Single-cell data analysis (including quality control, data normalization, dimension reduction, clusters detection) were performed using Seurat 3 in R. Firstly, count matrices of gene expression derived from the cellranger output were subjected to Seurat. Low quality cells (less than 1000 genes, less than 1000 UMIs or less than 20 percent UMIs mapping on mitochondria in one cell) were filtered before data normalization was performed. The filted data were integrated using method based on identification of ‘anchors’ between pairs of datasets following the tutorial at https://satijalab.org/seurat/v3.1/integration.html. Finally, PCA (principal component analysis) was performed and significant PCs were selected on the basis of the elbow of standard deviations of PCs. Next, UMAP, t-SNE, trimap, clustering analysis and re-clustering analysis were complemented using selected PCs using Seurat 3111 and Scanpy.112

PAGA analysis

We quantified the connectivity of cell clusters using the PAGA method,113 using single-cell analysis package Scanpy based on significant PCs.

SCENIC analysis

The transcriptional and regulatory characteristics of the different progenitors including HSPC, LP1, LP2, ILCP, ETP, pre pro-B populations, gene regulatory network analysis was performed using SCENIC.114 First, regulatory modules (regulons) were inferred from co-expression and DNA motif analysis. These regulons were then evaluated in each cell to ascertain their activity before a binary matrix was obtained. To profile the gene regulatory module features of all progenitors, the Spearman correlation coefficient between regulons was calculated, and only regulons with a correlation coefficient larger than 0.3 with at least one other regulon and activated in at least 30% cells in any progenitor clusters were included for visualization.

STEMNET analysis

In order to infer the developmental potential of progenitor populations, STEMNET analysis was implemented.115 Firstly, we defined the most mature cells, such as B-cells, T-cells, ILCs, monocytes, macrophages, erythrocytes, megakaryocytes, and mast cells in our data as mature subsets (given that pre-pDCs in our data were immature, the mature pDCs in bone marrow69 were used as pDC subsets), allowing the STEMNET algorithm to calculate posterior probabilities of all the progenitor populations based on the highly expressed genes with average expression > 0.1.

Gene expression network construction

To construct TFs correlation network during ILC specification, the differently expressed TF-encoding genes of each cluster were calculated and correlations between TFs were obtained using Pearson correlation.

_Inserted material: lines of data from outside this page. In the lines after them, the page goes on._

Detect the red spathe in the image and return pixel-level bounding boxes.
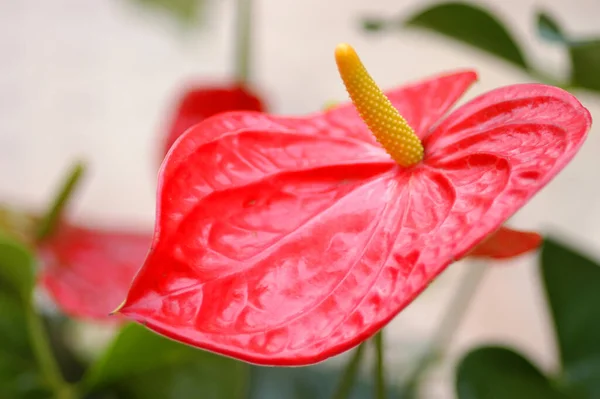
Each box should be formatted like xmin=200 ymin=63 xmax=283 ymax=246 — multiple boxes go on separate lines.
xmin=120 ymin=71 xmax=591 ymax=365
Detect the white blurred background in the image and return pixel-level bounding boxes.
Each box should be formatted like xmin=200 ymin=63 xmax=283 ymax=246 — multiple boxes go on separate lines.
xmin=0 ymin=0 xmax=600 ymax=399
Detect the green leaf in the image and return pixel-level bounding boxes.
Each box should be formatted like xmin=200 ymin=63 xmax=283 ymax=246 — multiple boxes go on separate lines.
xmin=569 ymin=40 xmax=600 ymax=91
xmin=249 ymin=356 xmax=402 ymax=399
xmin=404 ymin=2 xmax=529 ymax=70
xmin=37 ymin=162 xmax=85 ymax=240
xmin=456 ymin=346 xmax=567 ymax=399
xmin=0 ymin=292 xmax=50 ymax=399
xmin=85 ymin=324 xmax=249 ymax=399
xmin=0 ymin=234 xmax=36 ymax=301
xmin=537 ymin=12 xmax=567 ymax=43
xmin=541 ymin=238 xmax=600 ymax=398
xmin=124 ymin=0 xmax=205 ymax=25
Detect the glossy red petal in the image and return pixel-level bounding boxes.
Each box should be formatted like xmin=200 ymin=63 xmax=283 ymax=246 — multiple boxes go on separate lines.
xmin=120 ymin=80 xmax=590 ymax=365
xmin=467 ymin=226 xmax=542 ymax=260
xmin=276 ymin=70 xmax=477 ymax=145
xmin=39 ymin=225 xmax=152 ymax=321
xmin=162 ymin=85 xmax=265 ymax=157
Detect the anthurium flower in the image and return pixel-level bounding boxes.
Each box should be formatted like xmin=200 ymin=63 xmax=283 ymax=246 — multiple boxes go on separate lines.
xmin=468 ymin=226 xmax=542 ymax=260
xmin=162 ymin=84 xmax=265 ymax=156
xmin=38 ymin=223 xmax=152 ymax=322
xmin=115 ymin=44 xmax=591 ymax=365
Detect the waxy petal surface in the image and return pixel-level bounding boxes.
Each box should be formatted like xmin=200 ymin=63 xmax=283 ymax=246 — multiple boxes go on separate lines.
xmin=39 ymin=224 xmax=152 ymax=321
xmin=161 ymin=85 xmax=265 ymax=157
xmin=120 ymin=72 xmax=591 ymax=365
xmin=467 ymin=226 xmax=542 ymax=260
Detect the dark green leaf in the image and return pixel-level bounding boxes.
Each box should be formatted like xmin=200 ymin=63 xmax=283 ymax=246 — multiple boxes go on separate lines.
xmin=86 ymin=324 xmax=249 ymax=399
xmin=541 ymin=239 xmax=600 ymax=398
xmin=405 ymin=2 xmax=528 ymax=69
xmin=537 ymin=12 xmax=567 ymax=43
xmin=249 ymin=356 xmax=402 ymax=399
xmin=37 ymin=162 xmax=85 ymax=240
xmin=456 ymin=346 xmax=567 ymax=399
xmin=569 ymin=40 xmax=600 ymax=91
xmin=124 ymin=0 xmax=205 ymax=25
xmin=0 ymin=292 xmax=49 ymax=399
xmin=0 ymin=234 xmax=35 ymax=301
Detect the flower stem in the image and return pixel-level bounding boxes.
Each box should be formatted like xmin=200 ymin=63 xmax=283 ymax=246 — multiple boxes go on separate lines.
xmin=403 ymin=261 xmax=488 ymax=398
xmin=37 ymin=162 xmax=85 ymax=241
xmin=332 ymin=342 xmax=365 ymax=399
xmin=235 ymin=0 xmax=252 ymax=84
xmin=25 ymin=301 xmax=75 ymax=399
xmin=373 ymin=329 xmax=386 ymax=399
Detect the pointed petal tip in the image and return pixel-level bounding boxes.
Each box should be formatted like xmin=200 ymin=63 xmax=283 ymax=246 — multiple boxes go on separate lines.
xmin=108 ymin=299 xmax=127 ymax=316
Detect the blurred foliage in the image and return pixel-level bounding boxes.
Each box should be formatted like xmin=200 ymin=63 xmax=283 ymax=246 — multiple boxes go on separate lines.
xmin=123 ymin=0 xmax=207 ymax=26
xmin=456 ymin=346 xmax=568 ymax=399
xmin=404 ymin=3 xmax=528 ymax=69
xmin=363 ymin=2 xmax=600 ymax=92
xmin=84 ymin=324 xmax=401 ymax=399
xmin=0 ymin=235 xmax=49 ymax=399
xmin=456 ymin=239 xmax=600 ymax=399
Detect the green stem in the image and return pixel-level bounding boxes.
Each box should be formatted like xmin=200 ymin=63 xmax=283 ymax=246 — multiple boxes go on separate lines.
xmin=373 ymin=329 xmax=386 ymax=399
xmin=37 ymin=162 xmax=85 ymax=241
xmin=403 ymin=261 xmax=488 ymax=397
xmin=235 ymin=0 xmax=252 ymax=84
xmin=25 ymin=303 xmax=75 ymax=399
xmin=332 ymin=342 xmax=365 ymax=399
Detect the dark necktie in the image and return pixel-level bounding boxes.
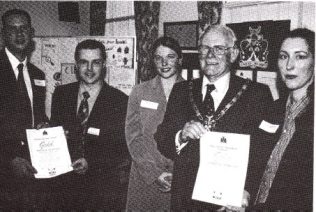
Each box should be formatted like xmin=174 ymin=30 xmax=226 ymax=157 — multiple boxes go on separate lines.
xmin=203 ymin=84 xmax=215 ymax=116
xmin=77 ymin=91 xmax=90 ymax=157
xmin=18 ymin=63 xmax=32 ymax=127
xmin=77 ymin=91 xmax=90 ymax=126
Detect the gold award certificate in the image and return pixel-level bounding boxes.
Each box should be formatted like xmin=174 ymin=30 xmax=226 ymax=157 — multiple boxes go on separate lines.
xmin=192 ymin=132 xmax=250 ymax=207
xmin=26 ymin=127 xmax=73 ymax=178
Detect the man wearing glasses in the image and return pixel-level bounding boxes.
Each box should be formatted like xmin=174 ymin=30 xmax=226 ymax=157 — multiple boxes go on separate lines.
xmin=51 ymin=40 xmax=129 ymax=210
xmin=155 ymin=25 xmax=272 ymax=211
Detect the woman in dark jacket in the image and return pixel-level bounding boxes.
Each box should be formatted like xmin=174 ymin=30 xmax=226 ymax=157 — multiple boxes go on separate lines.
xmin=250 ymin=29 xmax=315 ymax=210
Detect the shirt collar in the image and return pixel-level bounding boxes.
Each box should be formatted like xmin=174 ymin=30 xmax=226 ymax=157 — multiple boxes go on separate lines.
xmin=202 ymin=72 xmax=230 ymax=93
xmin=79 ymin=83 xmax=103 ymax=98
xmin=5 ymin=47 xmax=27 ymax=70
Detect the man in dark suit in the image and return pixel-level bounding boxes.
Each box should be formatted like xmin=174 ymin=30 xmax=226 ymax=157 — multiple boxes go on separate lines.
xmin=155 ymin=25 xmax=272 ymax=211
xmin=51 ymin=40 xmax=129 ymax=209
xmin=0 ymin=9 xmax=47 ymax=208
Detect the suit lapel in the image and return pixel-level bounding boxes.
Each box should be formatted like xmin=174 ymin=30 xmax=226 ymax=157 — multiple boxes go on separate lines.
xmin=0 ymin=50 xmax=18 ymax=93
xmin=192 ymin=77 xmax=203 ymax=111
xmin=216 ymin=74 xmax=243 ymax=112
xmin=88 ymin=83 xmax=110 ymax=125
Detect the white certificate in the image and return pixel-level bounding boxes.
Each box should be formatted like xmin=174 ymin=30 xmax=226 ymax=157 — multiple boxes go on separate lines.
xmin=26 ymin=127 xmax=73 ymax=178
xmin=192 ymin=132 xmax=250 ymax=207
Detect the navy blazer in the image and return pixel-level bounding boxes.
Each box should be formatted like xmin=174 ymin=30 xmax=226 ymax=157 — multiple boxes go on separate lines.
xmin=51 ymin=82 xmax=129 ymax=189
xmin=155 ymin=75 xmax=273 ymax=210
xmin=249 ymin=85 xmax=314 ymax=211
xmin=0 ymin=50 xmax=47 ymax=185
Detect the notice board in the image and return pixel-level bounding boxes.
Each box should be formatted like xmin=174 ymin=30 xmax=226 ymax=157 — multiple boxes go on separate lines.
xmin=30 ymin=36 xmax=137 ymax=117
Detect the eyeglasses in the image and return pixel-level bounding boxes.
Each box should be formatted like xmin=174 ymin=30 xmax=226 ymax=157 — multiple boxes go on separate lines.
xmin=5 ymin=25 xmax=31 ymax=34
xmin=154 ymin=54 xmax=178 ymax=63
xmin=199 ymin=45 xmax=233 ymax=58
xmin=77 ymin=59 xmax=103 ymax=68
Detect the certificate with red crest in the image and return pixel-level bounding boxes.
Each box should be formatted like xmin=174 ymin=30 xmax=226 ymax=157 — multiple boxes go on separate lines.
xmin=192 ymin=132 xmax=250 ymax=207
xmin=26 ymin=127 xmax=73 ymax=178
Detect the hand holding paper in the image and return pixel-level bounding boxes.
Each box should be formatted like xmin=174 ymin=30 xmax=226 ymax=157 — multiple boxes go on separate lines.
xmin=157 ymin=172 xmax=172 ymax=192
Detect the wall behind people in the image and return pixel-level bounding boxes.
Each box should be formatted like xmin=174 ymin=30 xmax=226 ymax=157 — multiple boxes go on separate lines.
xmin=159 ymin=1 xmax=315 ymax=36
xmin=0 ymin=1 xmax=90 ymax=49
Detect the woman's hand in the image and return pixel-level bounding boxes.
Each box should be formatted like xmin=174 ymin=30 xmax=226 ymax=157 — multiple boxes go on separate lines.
xmin=217 ymin=190 xmax=250 ymax=212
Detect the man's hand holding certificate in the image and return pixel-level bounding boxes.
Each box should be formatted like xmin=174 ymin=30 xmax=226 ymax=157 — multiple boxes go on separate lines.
xmin=26 ymin=127 xmax=73 ymax=178
xmin=192 ymin=132 xmax=250 ymax=207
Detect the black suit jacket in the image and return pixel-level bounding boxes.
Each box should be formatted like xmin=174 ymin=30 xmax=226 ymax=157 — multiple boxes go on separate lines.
xmin=249 ymin=86 xmax=314 ymax=211
xmin=155 ymin=75 xmax=273 ymax=210
xmin=0 ymin=50 xmax=47 ymax=187
xmin=51 ymin=82 xmax=129 ymax=189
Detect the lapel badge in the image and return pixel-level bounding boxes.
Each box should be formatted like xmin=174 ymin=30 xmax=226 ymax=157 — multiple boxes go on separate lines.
xmin=221 ymin=136 xmax=227 ymax=144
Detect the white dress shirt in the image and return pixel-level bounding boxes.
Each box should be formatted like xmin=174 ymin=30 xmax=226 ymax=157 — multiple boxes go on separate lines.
xmin=77 ymin=83 xmax=103 ymax=117
xmin=5 ymin=48 xmax=34 ymax=126
xmin=175 ymin=72 xmax=230 ymax=154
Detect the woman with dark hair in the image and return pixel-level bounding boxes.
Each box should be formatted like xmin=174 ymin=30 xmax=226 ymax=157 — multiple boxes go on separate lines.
xmin=252 ymin=29 xmax=315 ymax=211
xmin=125 ymin=37 xmax=183 ymax=211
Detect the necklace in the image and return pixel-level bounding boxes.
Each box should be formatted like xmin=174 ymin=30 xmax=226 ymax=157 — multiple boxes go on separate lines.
xmin=189 ymin=80 xmax=250 ymax=131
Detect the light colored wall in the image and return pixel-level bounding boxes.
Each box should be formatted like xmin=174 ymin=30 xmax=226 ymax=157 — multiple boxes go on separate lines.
xmin=0 ymin=1 xmax=90 ymax=47
xmin=222 ymin=1 xmax=315 ymax=30
xmin=158 ymin=1 xmax=198 ymax=36
xmin=159 ymin=1 xmax=315 ymax=36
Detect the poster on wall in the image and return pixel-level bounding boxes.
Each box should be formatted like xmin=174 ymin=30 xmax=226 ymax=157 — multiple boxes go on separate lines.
xmin=227 ymin=20 xmax=290 ymax=71
xmin=30 ymin=36 xmax=137 ymax=117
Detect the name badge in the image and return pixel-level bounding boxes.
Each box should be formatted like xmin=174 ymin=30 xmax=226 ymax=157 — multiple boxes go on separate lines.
xmin=34 ymin=79 xmax=46 ymax=87
xmin=87 ymin=127 xmax=100 ymax=136
xmin=259 ymin=120 xmax=279 ymax=133
xmin=140 ymin=100 xmax=159 ymax=110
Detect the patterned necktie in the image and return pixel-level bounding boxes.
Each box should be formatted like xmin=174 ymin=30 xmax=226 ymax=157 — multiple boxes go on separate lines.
xmin=203 ymin=84 xmax=215 ymax=116
xmin=77 ymin=91 xmax=90 ymax=157
xmin=77 ymin=91 xmax=90 ymax=126
xmin=18 ymin=63 xmax=32 ymax=127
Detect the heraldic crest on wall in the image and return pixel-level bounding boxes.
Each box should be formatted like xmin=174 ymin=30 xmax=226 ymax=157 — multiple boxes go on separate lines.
xmin=239 ymin=26 xmax=269 ymax=69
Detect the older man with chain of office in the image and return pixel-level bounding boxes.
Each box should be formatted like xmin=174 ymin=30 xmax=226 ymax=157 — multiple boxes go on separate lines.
xmin=155 ymin=25 xmax=272 ymax=210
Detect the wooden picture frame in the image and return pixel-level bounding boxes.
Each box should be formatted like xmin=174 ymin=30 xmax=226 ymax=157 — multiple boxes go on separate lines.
xmin=163 ymin=21 xmax=199 ymax=50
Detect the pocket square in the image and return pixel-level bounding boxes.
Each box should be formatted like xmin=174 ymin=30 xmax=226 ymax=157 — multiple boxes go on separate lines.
xmin=34 ymin=79 xmax=46 ymax=87
xmin=140 ymin=100 xmax=159 ymax=110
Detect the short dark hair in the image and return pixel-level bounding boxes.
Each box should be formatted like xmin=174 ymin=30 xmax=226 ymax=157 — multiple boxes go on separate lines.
xmin=2 ymin=9 xmax=32 ymax=27
xmin=152 ymin=36 xmax=182 ymax=58
xmin=75 ymin=39 xmax=106 ymax=61
xmin=281 ymin=28 xmax=315 ymax=58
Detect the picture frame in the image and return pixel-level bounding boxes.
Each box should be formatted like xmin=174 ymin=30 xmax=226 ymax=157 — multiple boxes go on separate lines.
xmin=163 ymin=21 xmax=199 ymax=50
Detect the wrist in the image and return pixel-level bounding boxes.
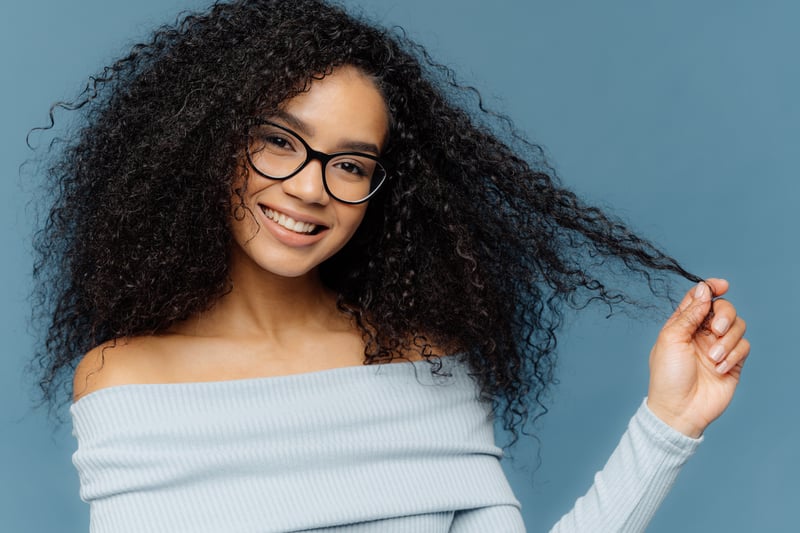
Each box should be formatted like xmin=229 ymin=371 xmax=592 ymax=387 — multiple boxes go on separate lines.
xmin=647 ymin=397 xmax=705 ymax=439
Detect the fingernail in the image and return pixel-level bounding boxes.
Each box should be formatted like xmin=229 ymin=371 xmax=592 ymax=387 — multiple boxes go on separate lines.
xmin=708 ymin=344 xmax=725 ymax=369
xmin=694 ymin=281 xmax=708 ymax=300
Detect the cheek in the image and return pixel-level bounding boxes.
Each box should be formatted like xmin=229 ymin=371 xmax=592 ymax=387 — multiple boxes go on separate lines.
xmin=339 ymin=203 xmax=367 ymax=239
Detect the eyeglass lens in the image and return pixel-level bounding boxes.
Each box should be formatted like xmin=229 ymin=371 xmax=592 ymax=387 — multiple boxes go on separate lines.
xmin=248 ymin=124 xmax=386 ymax=202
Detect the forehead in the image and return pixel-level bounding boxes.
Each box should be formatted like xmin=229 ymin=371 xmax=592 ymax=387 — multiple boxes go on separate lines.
xmin=276 ymin=66 xmax=389 ymax=146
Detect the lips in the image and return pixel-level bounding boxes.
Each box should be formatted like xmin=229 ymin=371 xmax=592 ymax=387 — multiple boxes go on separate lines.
xmin=259 ymin=205 xmax=325 ymax=235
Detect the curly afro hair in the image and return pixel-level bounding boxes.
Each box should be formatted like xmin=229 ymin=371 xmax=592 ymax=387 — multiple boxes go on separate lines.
xmin=34 ymin=0 xmax=699 ymax=444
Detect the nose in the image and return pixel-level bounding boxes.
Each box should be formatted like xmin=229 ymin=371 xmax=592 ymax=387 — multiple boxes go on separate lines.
xmin=281 ymin=159 xmax=331 ymax=205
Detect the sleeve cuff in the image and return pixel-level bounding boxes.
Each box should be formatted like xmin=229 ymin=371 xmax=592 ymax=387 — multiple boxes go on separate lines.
xmin=631 ymin=397 xmax=703 ymax=458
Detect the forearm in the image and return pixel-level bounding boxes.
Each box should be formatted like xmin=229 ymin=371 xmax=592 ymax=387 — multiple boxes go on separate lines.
xmin=551 ymin=402 xmax=702 ymax=533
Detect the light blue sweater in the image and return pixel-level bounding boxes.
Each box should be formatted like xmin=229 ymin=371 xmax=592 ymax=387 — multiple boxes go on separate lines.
xmin=70 ymin=357 xmax=700 ymax=533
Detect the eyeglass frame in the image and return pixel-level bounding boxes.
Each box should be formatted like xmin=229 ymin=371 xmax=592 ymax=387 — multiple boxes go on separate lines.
xmin=245 ymin=119 xmax=391 ymax=205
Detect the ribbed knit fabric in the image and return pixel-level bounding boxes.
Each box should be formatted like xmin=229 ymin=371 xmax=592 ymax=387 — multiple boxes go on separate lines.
xmin=70 ymin=357 xmax=698 ymax=533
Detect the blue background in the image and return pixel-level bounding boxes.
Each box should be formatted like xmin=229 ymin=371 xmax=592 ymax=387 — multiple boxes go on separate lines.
xmin=0 ymin=0 xmax=800 ymax=532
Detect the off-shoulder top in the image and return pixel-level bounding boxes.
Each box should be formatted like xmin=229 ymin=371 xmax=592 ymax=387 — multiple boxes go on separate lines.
xmin=70 ymin=356 xmax=699 ymax=533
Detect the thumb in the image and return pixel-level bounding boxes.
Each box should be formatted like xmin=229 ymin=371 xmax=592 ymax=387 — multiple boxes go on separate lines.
xmin=664 ymin=281 xmax=712 ymax=342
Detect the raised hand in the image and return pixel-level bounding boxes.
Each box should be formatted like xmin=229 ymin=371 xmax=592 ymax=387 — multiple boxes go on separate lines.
xmin=647 ymin=279 xmax=750 ymax=437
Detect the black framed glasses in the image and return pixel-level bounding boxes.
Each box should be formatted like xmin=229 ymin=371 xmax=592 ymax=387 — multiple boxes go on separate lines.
xmin=247 ymin=119 xmax=389 ymax=204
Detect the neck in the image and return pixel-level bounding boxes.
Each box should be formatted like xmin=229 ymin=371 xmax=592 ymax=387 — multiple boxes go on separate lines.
xmin=178 ymin=249 xmax=342 ymax=340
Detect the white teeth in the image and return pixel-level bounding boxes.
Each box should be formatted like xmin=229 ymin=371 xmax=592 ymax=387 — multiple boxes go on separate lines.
xmin=262 ymin=207 xmax=317 ymax=233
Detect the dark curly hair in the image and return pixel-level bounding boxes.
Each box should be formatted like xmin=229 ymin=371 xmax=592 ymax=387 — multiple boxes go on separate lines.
xmin=34 ymin=0 xmax=699 ymax=443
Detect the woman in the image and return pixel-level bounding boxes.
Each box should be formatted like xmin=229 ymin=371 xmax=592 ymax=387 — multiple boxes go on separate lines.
xmin=31 ymin=0 xmax=749 ymax=533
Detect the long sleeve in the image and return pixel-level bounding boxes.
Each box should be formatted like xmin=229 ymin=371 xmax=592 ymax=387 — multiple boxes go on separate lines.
xmin=551 ymin=400 xmax=703 ymax=533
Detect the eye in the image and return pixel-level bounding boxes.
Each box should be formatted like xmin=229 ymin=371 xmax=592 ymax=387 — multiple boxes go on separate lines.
xmin=336 ymin=161 xmax=367 ymax=177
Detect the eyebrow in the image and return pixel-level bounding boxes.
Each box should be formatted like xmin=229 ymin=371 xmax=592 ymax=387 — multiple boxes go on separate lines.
xmin=270 ymin=110 xmax=381 ymax=156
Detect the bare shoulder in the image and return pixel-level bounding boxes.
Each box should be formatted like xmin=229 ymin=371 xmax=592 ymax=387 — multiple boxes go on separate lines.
xmin=72 ymin=337 xmax=165 ymax=402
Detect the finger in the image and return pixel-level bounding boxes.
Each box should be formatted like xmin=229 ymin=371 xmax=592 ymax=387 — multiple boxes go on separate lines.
xmin=673 ymin=278 xmax=730 ymax=317
xmin=711 ymin=299 xmax=736 ymax=337
xmin=707 ymin=317 xmax=747 ymax=363
xmin=662 ymin=281 xmax=711 ymax=342
xmin=714 ymin=339 xmax=750 ymax=374
xmin=703 ymin=278 xmax=730 ymax=298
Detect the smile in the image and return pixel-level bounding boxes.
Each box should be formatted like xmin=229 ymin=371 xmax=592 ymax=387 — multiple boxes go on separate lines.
xmin=259 ymin=205 xmax=318 ymax=235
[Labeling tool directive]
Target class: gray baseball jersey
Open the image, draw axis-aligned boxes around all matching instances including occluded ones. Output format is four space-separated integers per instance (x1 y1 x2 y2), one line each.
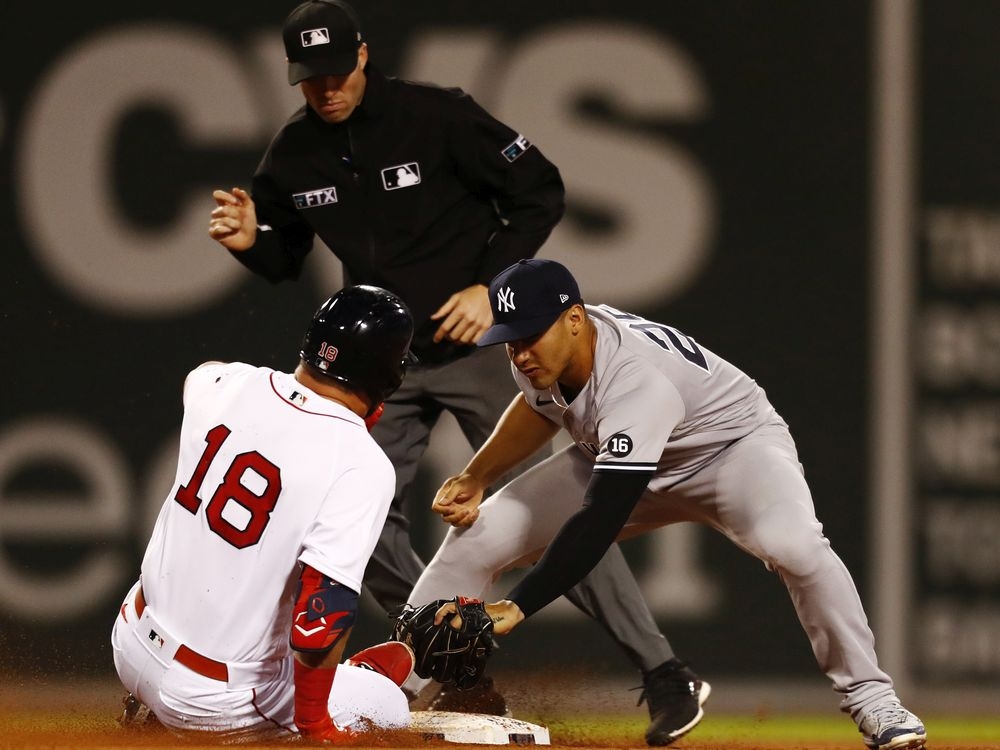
412 305 893 715
511 305 778 492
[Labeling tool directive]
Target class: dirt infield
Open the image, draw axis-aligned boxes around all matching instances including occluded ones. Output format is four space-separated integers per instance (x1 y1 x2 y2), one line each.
0 679 1000 750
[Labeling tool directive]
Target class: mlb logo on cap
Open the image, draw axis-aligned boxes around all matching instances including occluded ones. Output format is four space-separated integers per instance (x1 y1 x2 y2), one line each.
477 258 583 346
281 0 361 86
301 29 330 47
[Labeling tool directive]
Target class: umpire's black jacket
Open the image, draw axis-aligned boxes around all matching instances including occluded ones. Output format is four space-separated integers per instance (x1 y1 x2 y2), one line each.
233 63 564 364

Then, only TFs with positive correlation with more than 3 other genes were retained for visualization using Cytoscape (https://cytoscape.org/).

DEGs detection and cluster biomarker identification

DEGs were identified by running the ‘FindAllMarkers’ function in Seurat using the ‘Wilcox test’. All DEGs of specific clusters were listed in supplementary tables. Surface markers and transcription factors list were downloaded from Cell Surface Protein Atlas (http://wlab.ethz.ch/cspa/) and HumanTFDB3.0 (http://bioinfo.life.hust.edu.cn/HumanTFDB/).

Cell cycle analysis

For cell cycle analysis, cell cycle-related genes consisting of a previously defined core set of 43 G1/S genes and 54 G2/M genes were used, which were listed in Supplementary information, Table S6. We used a way similar to that reported in Embryonic endothelial evolution towards first hematopoietic stem cells revealed by single-cell transcriptomic and functional analyses to classify the cycling phases of the cells.116 We calculated the average expression of each gene set as corresponding scores, and manually assigned cells to approximate cell cycle phases based on the scores.

Trajectory analysis

We performed cellular trajectory reconstruction analysis using CytoTRACE Kernel of CellRank.117 Firstly, the KNN graph containing information about the undirected connectivities among cells was constructed. Then, a pseudotemporal ordering of cells was calculated using CytoTRACE,118 an algorithm that predicts cellular plasticity states based on the transcriptional diversity. Lastly, a transition matrix was constructed based on the KNN graph and pseudotemporal ordering and projected onto umap plot.